When he returns and tells his wife about the golden fish, she gets angry and tells her husband to go ask the fish for a new trough, as theirs is broken, and the fish happily grants this small request. The next day, the wife asks for a new house, and the fish grants this also. Then, in succession, the wife asks for a palace, to become a noble lady, to become the ruler of her province, to become the tsarina, and finally to become the Ruler of the Sea and to subjugate the golden fish completely to her boundless will.
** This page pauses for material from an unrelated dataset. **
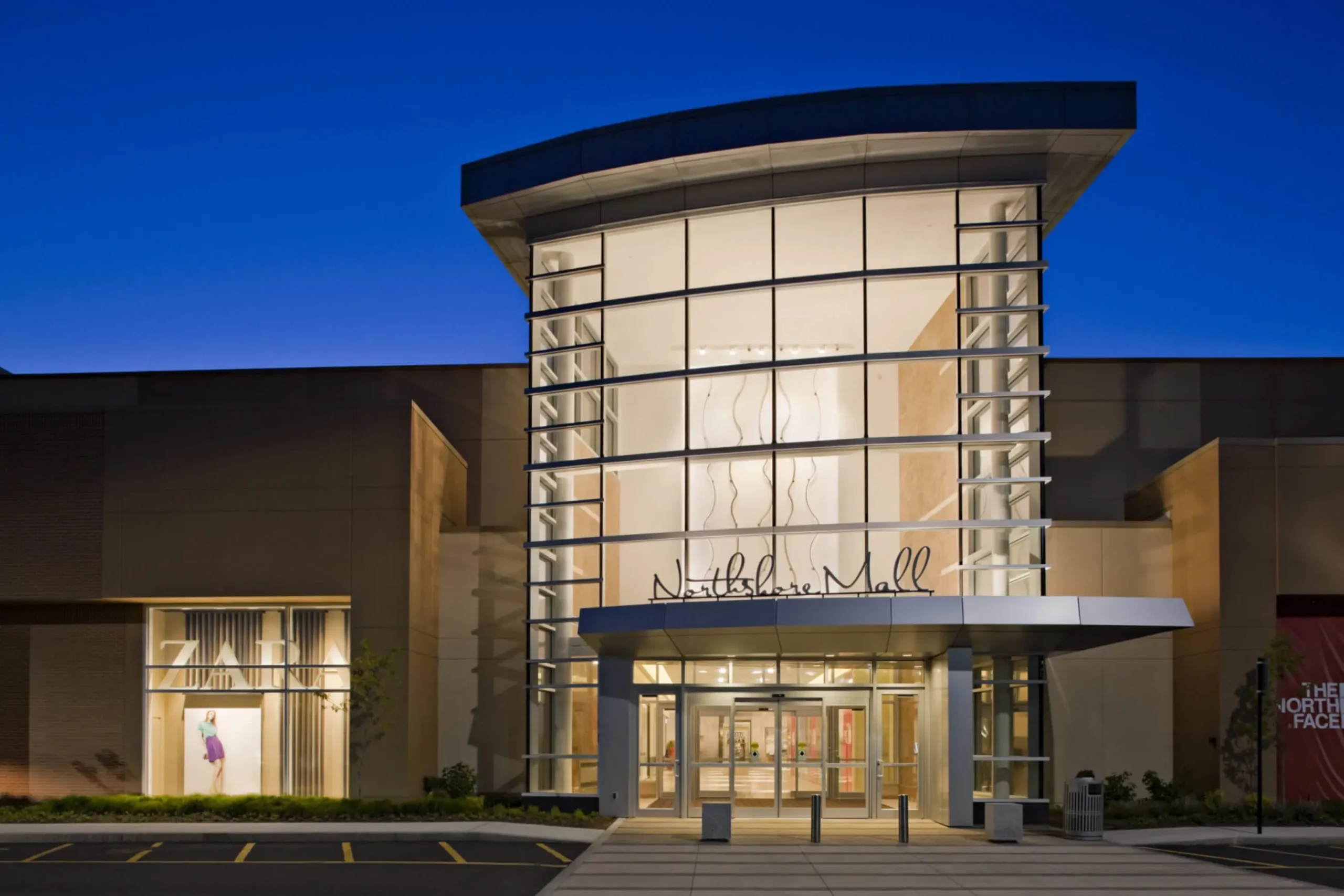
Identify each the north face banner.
[1278,617,1344,802]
As the man goes to ask for each item, the sea becomes more and more stormy, until the last request, where the man can hardly hear himself think. When he asks that his wife be made the Ruler of the Sea, the fish cures her greed by putting everything back to the way it was before, including the broken trough.

== Analysis==

The Afanasiev version "The Goldfish" is catalogued as Aarne–Thompson–Uther type 555, "(The) Fisherman and his Wife", the type title deriving from the representative tale, the Brothers Grimm's The Fisherman and His Wife.
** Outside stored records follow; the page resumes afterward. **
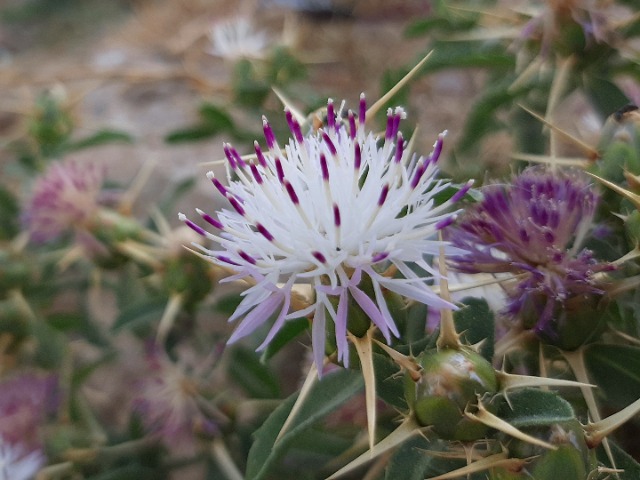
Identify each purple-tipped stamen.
[227,195,246,217]
[284,180,300,205]
[378,183,389,207]
[327,99,336,132]
[322,131,338,157]
[178,213,207,237]
[262,117,276,150]
[238,250,257,265]
[320,153,329,182]
[196,208,224,230]
[394,133,404,163]
[358,93,367,127]
[249,163,264,185]
[253,140,267,168]
[256,223,275,242]
[311,252,327,263]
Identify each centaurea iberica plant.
[449,167,612,341]
[180,95,471,372]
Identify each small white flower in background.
[180,96,472,372]
[0,437,45,480]
[208,17,271,61]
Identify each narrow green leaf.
[229,345,280,398]
[260,318,309,362]
[584,344,640,407]
[245,370,363,480]
[453,297,495,362]
[499,388,575,428]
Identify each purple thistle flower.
[448,167,613,339]
[23,161,104,243]
[180,96,471,372]
[133,348,217,451]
The tale exhibits the "function" of "lack" to use the terminology of Vladimir Propp's structural analysis, but even while the typical fairy tale is supposed to "liquidate' the lack with a happy ending, this tale type breaches the rule by reducing the Russian couple back to their original state of dire poverty, hence it is a case of "lack not liquidated". The Proppian structural analysis sets up "The Goldfish" tale for comparison with a similar Russian fairy tale, "The Greedy Old Woman (Wife)".

==Legacy==
- The fable is referenced in book three of Dostoevsky's Brothers Karamazov, when Mitya compares Alyosha's arrival to the fish's return and ability to grant wishes: Oh, gods, I thank you for sending him by the back‐way, and he came to me like the golden fish to the silly old fishermen in the fable!
- In the season one episode "The Stars Our Destiny" of the series 3 Body Problem, Dr. Will Downing references the story, using it as inspiration to name his new pet goldfish Pushkin.

==Adaptations==
- 1866 - Le Poisson doré (The Golden Fish), "fantastic ballet", choreography by Arthur Saint-Léon, the music by Ludwig Minkus.
- 1917 - The Fisherman and the Fish by Nikolai Tcherepnin, op. 41 for orchestra
- 1937 - The Tale of the Fisherman and the Fish, USSR, animated film by Aleksandr Ptushko.
- 1950 - The Tale of the Fisherman and the Fish, USSR, classic traditionally animated film by Mikhail Tsekhanovsky.,
- 2002 - About the Fisherman and the Goldfish, Russia, stop-motion film by Nataliya Dabizha.